How can avocados help improve our skin?

So, how does the humble avocado - often touted as one of nature’s greatest superfoods - actually work its magic beneath the skin? Dermatologist Nina Roos has the answer. Avocados are full of naturally occurring fatty acids, essential for optimal skin reconstruction. These fatty acids are packed with nutrients, which translates into your skin keeping its smooth, youthful appearance for longer. Avocados also boast high levels of vitamin E, which can help slow the visible signs of aging, as well as being packed with vitamin A, responsible for ensuring effective cell repair. And that’s not all: we’ve all heard of the hugely beneficial effects that many naturally occurring vegetable oils, including olive oil or coconut oil, can have on our skin, but did you know that avocado oil has long been a skincare guru secret? Somewhat surprisingly, applying avocado oil directly onto skin can help reduce the outward signs of aging thanks to its regenerating properties.

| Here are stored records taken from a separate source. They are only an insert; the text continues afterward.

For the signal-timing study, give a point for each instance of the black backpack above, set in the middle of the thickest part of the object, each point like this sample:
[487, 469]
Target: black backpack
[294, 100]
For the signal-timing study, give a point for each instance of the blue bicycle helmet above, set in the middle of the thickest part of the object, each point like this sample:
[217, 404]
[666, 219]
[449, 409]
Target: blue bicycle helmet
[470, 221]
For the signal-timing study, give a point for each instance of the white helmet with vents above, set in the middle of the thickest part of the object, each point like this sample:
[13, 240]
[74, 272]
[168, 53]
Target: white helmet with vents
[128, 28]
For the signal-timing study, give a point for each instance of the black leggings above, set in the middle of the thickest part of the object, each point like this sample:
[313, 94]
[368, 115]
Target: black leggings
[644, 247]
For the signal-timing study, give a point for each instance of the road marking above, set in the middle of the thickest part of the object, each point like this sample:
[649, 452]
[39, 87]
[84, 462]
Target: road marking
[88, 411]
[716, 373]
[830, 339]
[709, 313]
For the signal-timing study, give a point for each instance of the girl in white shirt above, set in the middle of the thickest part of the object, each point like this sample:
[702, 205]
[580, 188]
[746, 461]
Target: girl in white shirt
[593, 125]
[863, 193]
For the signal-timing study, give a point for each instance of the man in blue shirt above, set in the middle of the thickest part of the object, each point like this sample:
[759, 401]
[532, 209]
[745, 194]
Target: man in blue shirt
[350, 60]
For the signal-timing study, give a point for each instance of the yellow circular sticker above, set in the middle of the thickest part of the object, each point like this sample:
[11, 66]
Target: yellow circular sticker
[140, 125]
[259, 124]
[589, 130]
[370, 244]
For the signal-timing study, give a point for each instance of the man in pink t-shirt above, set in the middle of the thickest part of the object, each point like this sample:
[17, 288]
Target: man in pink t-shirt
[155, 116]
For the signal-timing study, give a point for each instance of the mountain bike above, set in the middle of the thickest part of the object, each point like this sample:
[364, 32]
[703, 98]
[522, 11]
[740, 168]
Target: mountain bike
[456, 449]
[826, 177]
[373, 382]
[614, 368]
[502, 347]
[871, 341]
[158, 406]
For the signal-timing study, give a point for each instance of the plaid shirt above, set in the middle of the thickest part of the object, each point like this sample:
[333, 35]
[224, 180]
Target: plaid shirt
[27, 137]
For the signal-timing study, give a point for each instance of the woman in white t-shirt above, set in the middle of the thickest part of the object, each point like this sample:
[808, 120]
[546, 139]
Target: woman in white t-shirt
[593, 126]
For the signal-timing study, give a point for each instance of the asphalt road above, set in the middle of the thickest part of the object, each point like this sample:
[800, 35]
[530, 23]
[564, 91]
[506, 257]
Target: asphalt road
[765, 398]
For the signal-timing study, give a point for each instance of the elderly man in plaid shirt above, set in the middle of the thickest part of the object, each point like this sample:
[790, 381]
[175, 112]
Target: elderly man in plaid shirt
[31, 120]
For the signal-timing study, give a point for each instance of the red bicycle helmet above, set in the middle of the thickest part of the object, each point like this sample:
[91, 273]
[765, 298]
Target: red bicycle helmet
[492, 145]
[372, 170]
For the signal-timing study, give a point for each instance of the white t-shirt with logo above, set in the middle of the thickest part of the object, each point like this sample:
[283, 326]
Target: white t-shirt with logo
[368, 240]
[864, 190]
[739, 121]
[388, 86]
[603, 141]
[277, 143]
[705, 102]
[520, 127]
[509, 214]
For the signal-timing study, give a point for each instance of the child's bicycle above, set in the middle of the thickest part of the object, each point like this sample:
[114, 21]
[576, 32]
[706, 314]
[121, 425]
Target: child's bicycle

Bake ‘em, mash ‘em, stick ‘em in a stew: cooking tips for avocados

Avocados, AKA the fruit everyone loves to hate. How can we get the best out of this notoriously tricky-to-prepare legume? Aside from everyone’s favourite recipe, guacamole (it’s a classic for a reason), it’s a safe bet that not many of us actually cook with avocado. Variety’s the spice of life, so we asked nutritionist Raphäel Gruman how to get the most out of the fifteen-minute window when your avo’s perfectly ripe. His tips? Use the classic French technique ‘en papillote’ - literally ‘in a wrapper’ - to really bring those juicy nutrients to the fore. Raphaël recommends drizzling with olive oil and cooking in a loosely wrapped foil parcel alongside oily fish (salmon, also a great source of fatty acids, is ideal), or mashed into a chunky sauce with a splash of lemon juice and served alongside. It’s important not to expose your avocado to the air for too long after scooping out the flesh, so to avoid your fruit turning brown just as you’re about to serve your meal, sprinkle with lemon or lime juice and keep covered in the fridge.

Avocados boast high levels of vitamin E, which can help slow the visible signs of aging. Meanwhile, their high levels of vitamin A (responsible for cell repair) help to take care of skin below the surface.


This article reflects the opinions of dermatologist Dr. Nina Roos and nutritionist Raphaël Gruman and is intended as general information only.  You should seek advice from a professional before altering your diet or starting any new course of conduct.